December 20, 2017

Winter break

Dear readers,

We thank you for having read so many our contributions again this year. We will say goodbye to a short winter break and publish the next post in mid-January. We look forward to welcoming you here again.

All the best,
The Editors

December 6, 2017

Blindness and ‘The object of art-in-between’. Towards cosmopolitical encounters in museological settings

By Joyce Leysen

 

 “What I thought was funny … they didn’t see those little faces …”

“No, they didn’t see them, they didn’t know. They weren’t quite sure what they were for, and you felt, oh this is a little face.”

“And when she said that, I thought ‘Oh yes, look here, a little nose and …!’ and all of a sudden, the picture is more clear.”

“Those are such interesting things I think, you can’t see it, yet, you can feel it.”

(excerpt from conversation: three persons (with and without visual impairments) talking about their art experience in a Brussels museum, 2014, my translation)

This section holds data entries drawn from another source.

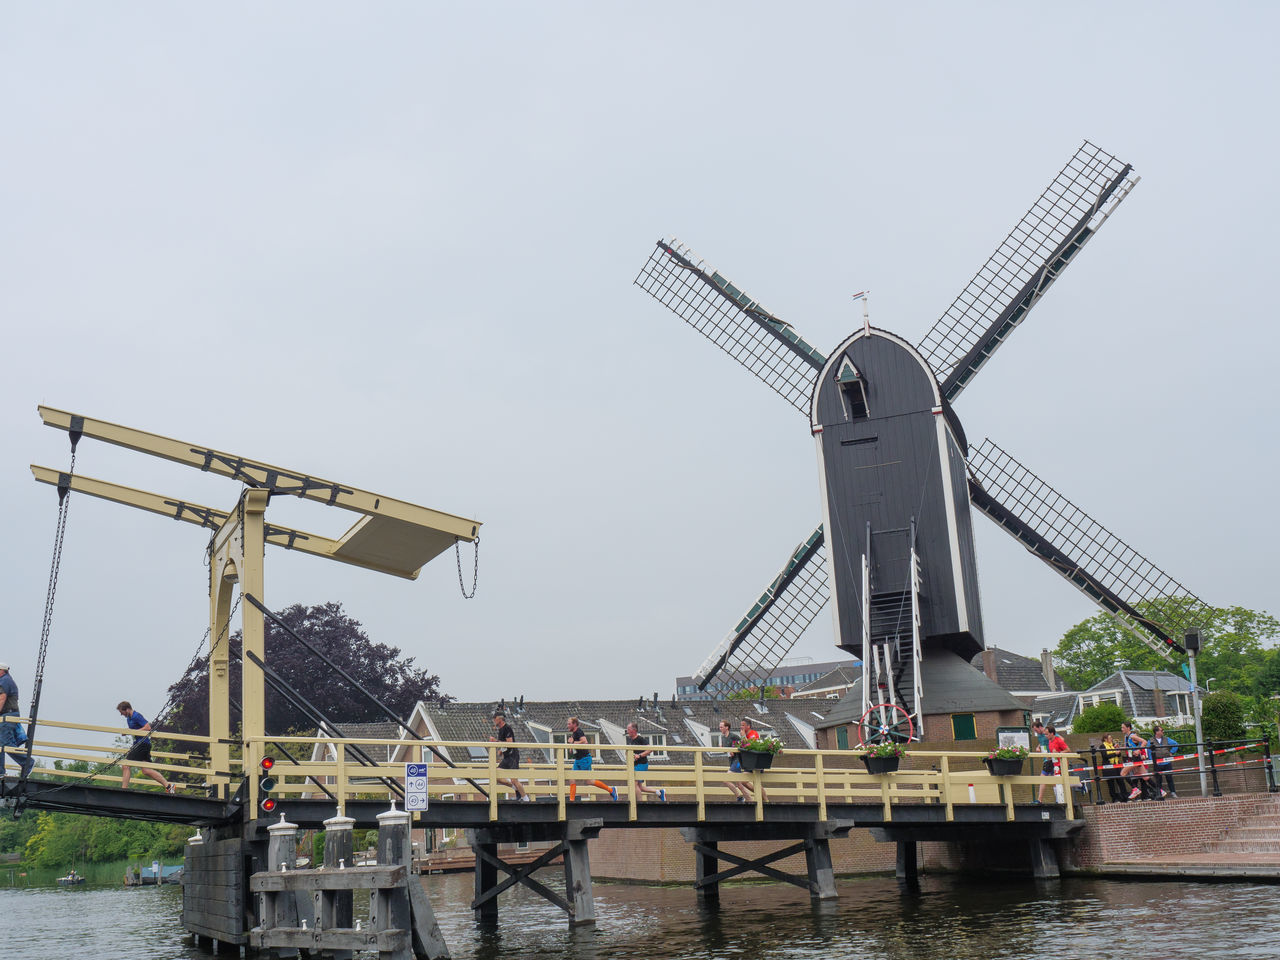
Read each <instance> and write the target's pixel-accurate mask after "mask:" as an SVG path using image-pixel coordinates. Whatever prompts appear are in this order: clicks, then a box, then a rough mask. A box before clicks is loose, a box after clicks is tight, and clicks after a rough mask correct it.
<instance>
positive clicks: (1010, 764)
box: [986, 756, 1023, 777]
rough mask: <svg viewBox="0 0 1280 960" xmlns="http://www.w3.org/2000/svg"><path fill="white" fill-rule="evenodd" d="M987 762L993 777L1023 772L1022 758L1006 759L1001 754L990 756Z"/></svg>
mask: <svg viewBox="0 0 1280 960" xmlns="http://www.w3.org/2000/svg"><path fill="white" fill-rule="evenodd" d="M986 764H987V769H988V771H989V772H991V776H992V777H1016V776H1018V774H1020V773H1021V772H1023V762H1021V760H1006V759H1002V758H1000V756H988V758H987V760H986Z"/></svg>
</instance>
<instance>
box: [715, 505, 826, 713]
mask: <svg viewBox="0 0 1280 960" xmlns="http://www.w3.org/2000/svg"><path fill="white" fill-rule="evenodd" d="M823 547H824V536H823V530H822V526H819V527H818V529H817V530H814V531H813V532H812V534H809V536H808V539H805V541H804V543H801V544H800V545H799V547H796V549H795V550H794V552H792V553H791V557H790V558H788V559H787V562H786V564H785V566H783V567H782V570H781V571H778V575H777V576H776V577H773V581H772V582H771V584H769V585H768V588H765V590H764V593H763V594H760V599H758V600H756V602H755V603H754V604H751V608H750V609H749V611H748V612H746V614H745V616H744V617H742V620H741V621H739V623H737V626H736V627H733V630H732V631H731V632H730V635H728V636H726V637H724V639H723V640H722V641H721V644H719V645H718V646H717V648H716V649H714V650H713V652H712V654H710V657H708V658H707V659H705V660H704V662H703V666H701V667H699V668H698V672H696V673H695V675H694V682H695V684H698V689H699V690H705V689H707V687H708V685H710V682H712V680H714V678H716V677H717V676H721V677H722V680H721V682H719V684H718V685H717V689H721V687H723V689H739V687H742V686H746V685H749V684H750V682H751V681H753V680H755V681H759V682H762V684H763V682H764V681H765V680H767V678H768V677H769V675H771V673H773V671H774V668H776V667H777V666H778V664H780V663H782V658H783V657H786V655H787V654H788V653H790V652H791V648H792V646H795V645H796V641H797V640H799V639H800V635H801V634H804V631H805V630H806V628H808V626H809V625H810V623H813V620H814V617H817V616H818V613H819V612H820V611H822V608H823V607H826V605H827V596H828V594H827V563H826V557H824V549H823Z"/></svg>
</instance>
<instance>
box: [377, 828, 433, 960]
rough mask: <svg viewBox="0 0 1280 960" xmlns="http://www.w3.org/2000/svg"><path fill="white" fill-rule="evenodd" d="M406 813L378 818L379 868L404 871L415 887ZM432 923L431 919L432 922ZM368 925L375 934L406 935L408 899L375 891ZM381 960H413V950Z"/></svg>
mask: <svg viewBox="0 0 1280 960" xmlns="http://www.w3.org/2000/svg"><path fill="white" fill-rule="evenodd" d="M408 818H410V814H408V810H397V809H396V806H394V805H393V806H392V809H390V810H387V812H385V813H380V814H378V865H379V867H403V868H404V873H406V876H407V878H408V882H410V883H417V881H415V879H413V877H412V876H408V874H410V865H411V863H412V851H413V847H412V840H411V837H410V831H408ZM431 919H433V920H434V919H435V918H434V916H433V918H431ZM369 922H370V923H371V924H372V927H374V929H375V931H407V929H412V927H413V918H412V915H411V911H410V905H408V897H407V896H402V895H399V891H396V890H376V891H374V895H372V897H371V900H370V904H369ZM384 960H413V948H412V946H411V945H410V943H407V942H406V943H404V945H403V947H402V948H399V950H394V951H384Z"/></svg>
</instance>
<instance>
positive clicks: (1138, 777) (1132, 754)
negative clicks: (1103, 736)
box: [1120, 721, 1151, 800]
mask: <svg viewBox="0 0 1280 960" xmlns="http://www.w3.org/2000/svg"><path fill="white" fill-rule="evenodd" d="M1120 732H1121V733H1124V745H1125V750H1126V756H1125V762H1124V767H1121V768H1120V776H1121V777H1130V776H1132V777H1134V781H1133V790H1130V791H1129V799H1130V800H1137V799H1138V797H1139V796H1143V794H1144V791H1143V787H1144V786H1147V787H1148V788H1149V783H1148V780H1149V777H1151V774H1149V773H1148V772H1147V741H1146V740H1144V739H1143V737H1140V736H1138V735H1137V733H1134V732H1133V724H1132V723H1129V721H1125V722H1124V723H1121V724H1120Z"/></svg>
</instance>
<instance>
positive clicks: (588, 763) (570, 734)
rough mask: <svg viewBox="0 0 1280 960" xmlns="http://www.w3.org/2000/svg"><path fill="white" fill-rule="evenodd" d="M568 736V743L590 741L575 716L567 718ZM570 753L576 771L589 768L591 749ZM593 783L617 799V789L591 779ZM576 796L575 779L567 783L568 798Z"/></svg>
mask: <svg viewBox="0 0 1280 960" xmlns="http://www.w3.org/2000/svg"><path fill="white" fill-rule="evenodd" d="M567 726H568V737H567V739H566V742H570V744H590V742H591V741H590V740H588V739H586V733H584V732H582V728H581V727H580V726H577V717H570V718H568V724H567ZM570 755H571V756H572V758H573V769H576V771H589V769H591V751H590V750H571V751H570ZM591 783H593V785H595V786H598V787H599V788H600V790H603V791H604V792H605V794H608V795H609V796H612V797H613V799H614V800H617V799H618V791H617V790H614V788H613V787H611V786H609V785H608V783H605V782H604V781H599V780H593V781H591ZM576 797H577V781H576V780H575V781H573V782H572V783H570V785H568V799H570V800H575V799H576Z"/></svg>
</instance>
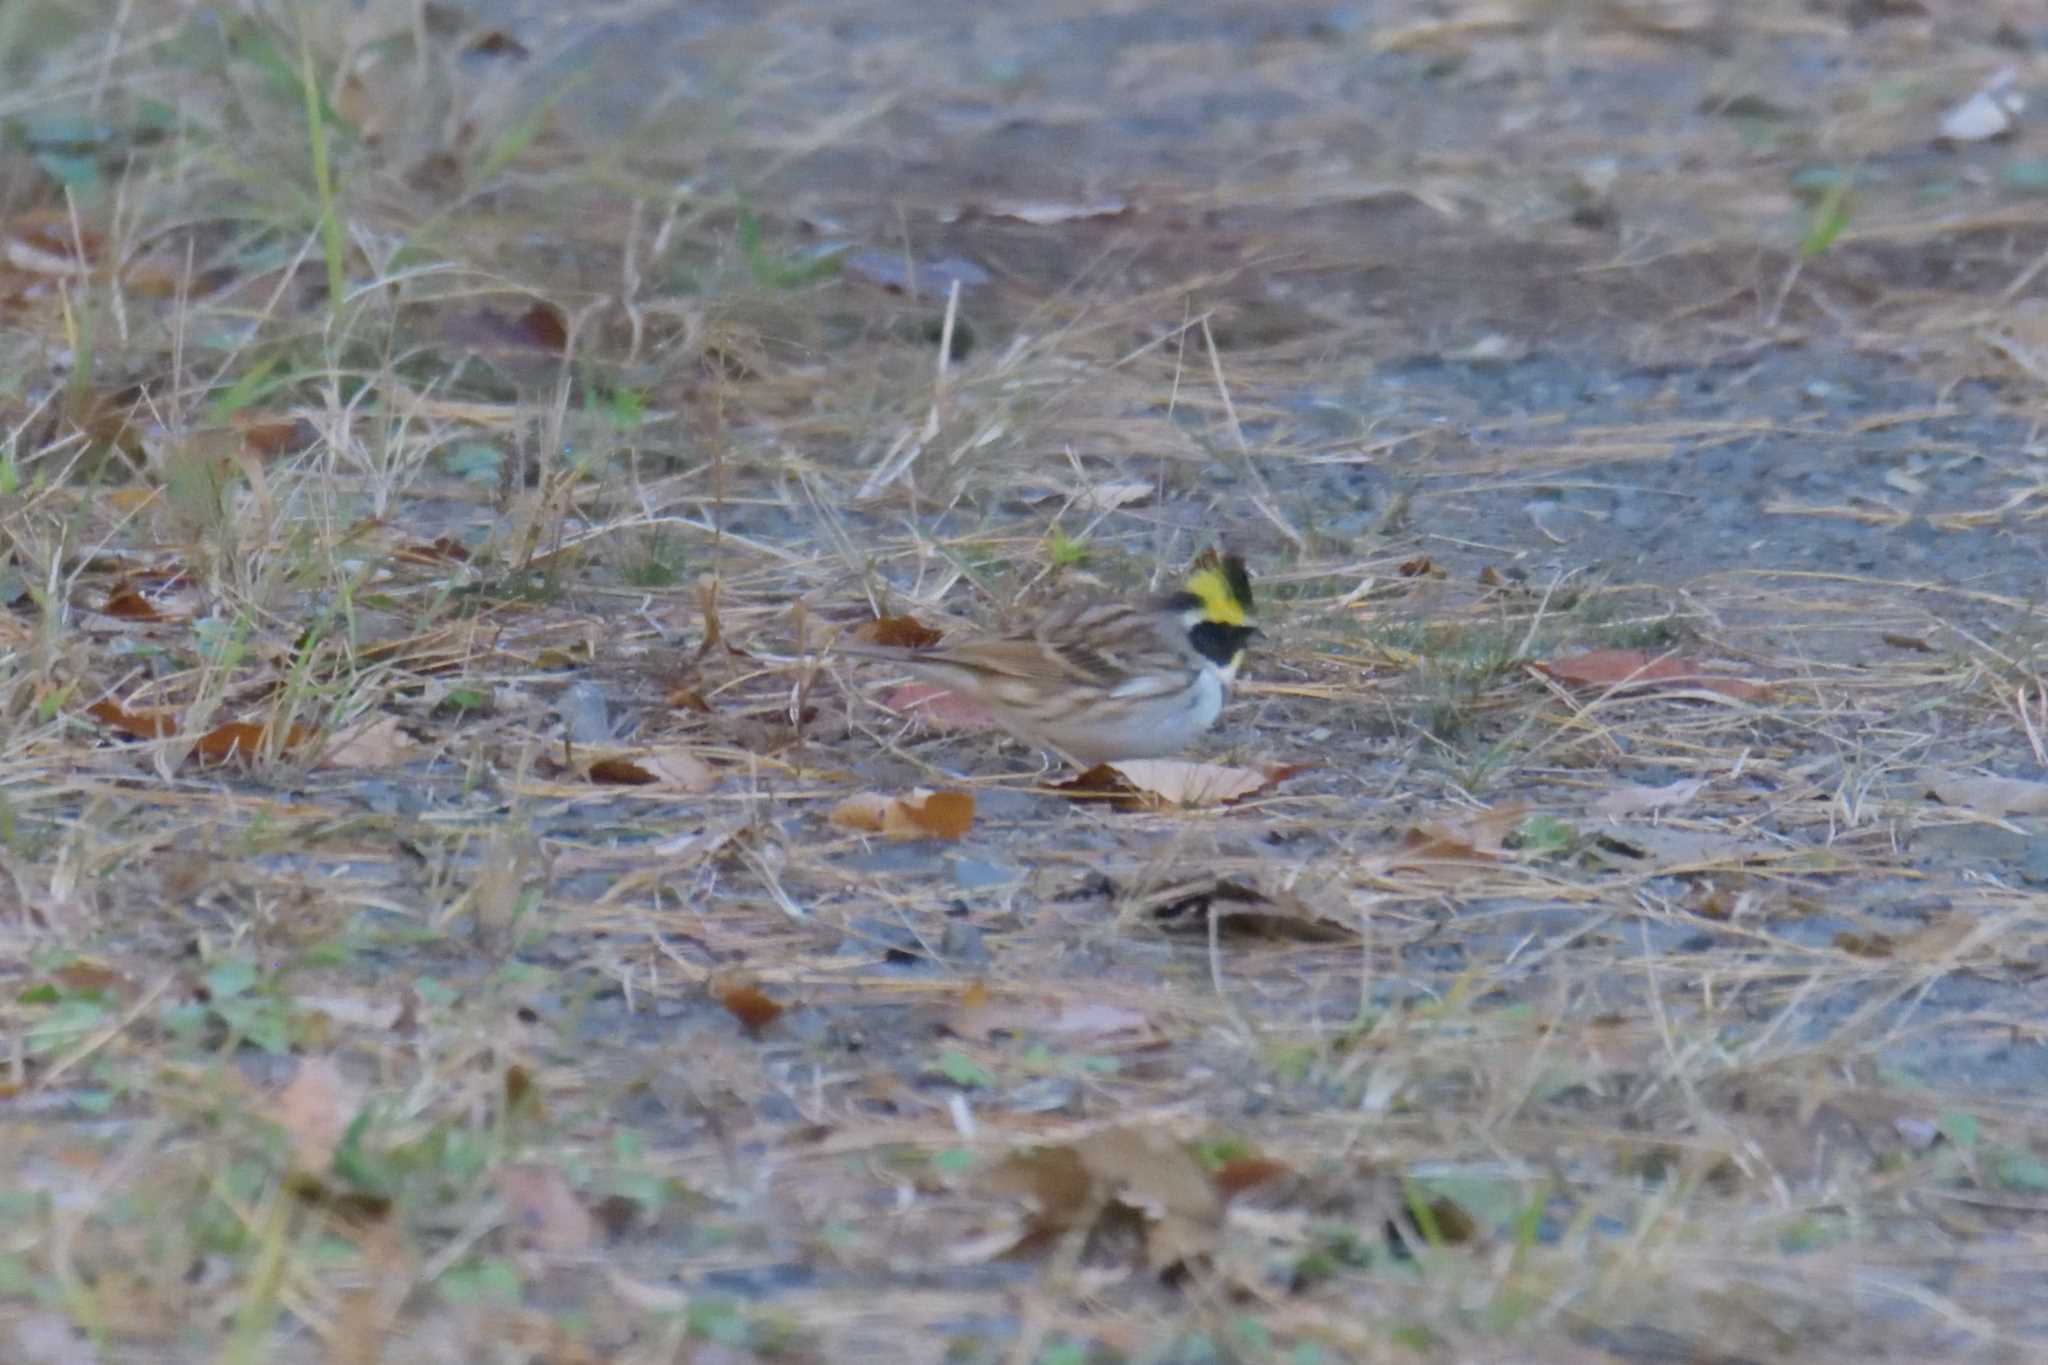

The above quote comes from a conversation during a tour for people with visual impairments in a museum in Brussels (Belgium). Our group was, at that specific time, sitting in a separate room where the persons with visual impairments were allowed to haptically experience an ancient vase. Very much appreciated by the group.

A dip in the museum's history shows that for thirty years already the museum staff provides for activities that specifically target the group of people with visual impairments. Today the policy of this so called Museum for Blind People (my own translation) is changed from organizing activities in separate rooms to the organization of customized tours for people with visual impairments within the regular museum circuit (see http://www.kmkg-mrah.be/nl/blinden-en-slechtzienden-0, consulted October 8, 2017).

Great, you might think, especially if you consider the following quote of a woman with a severe visual impairment who often went to the Museum for blind people: "In itself, I don't like the idea: 'We are going to that room alone.' You could sit there, and touch things. But you didn't have the feeling of going to an exhibition."
(excerpt from group conversation, Leuven, 2014, my translation).

For this person, being able to touch an object of art in a separate museum room did not evoke the feeling of experiencing art in a museum sphere. Though she recognized some advantages of fully separate art activity, she did express a domain and relating to the museum's public exhibitions. In other words, she wanted to have the feeling of being a museum visitor, as all other (seeing) people coming to the museum for an exhibition.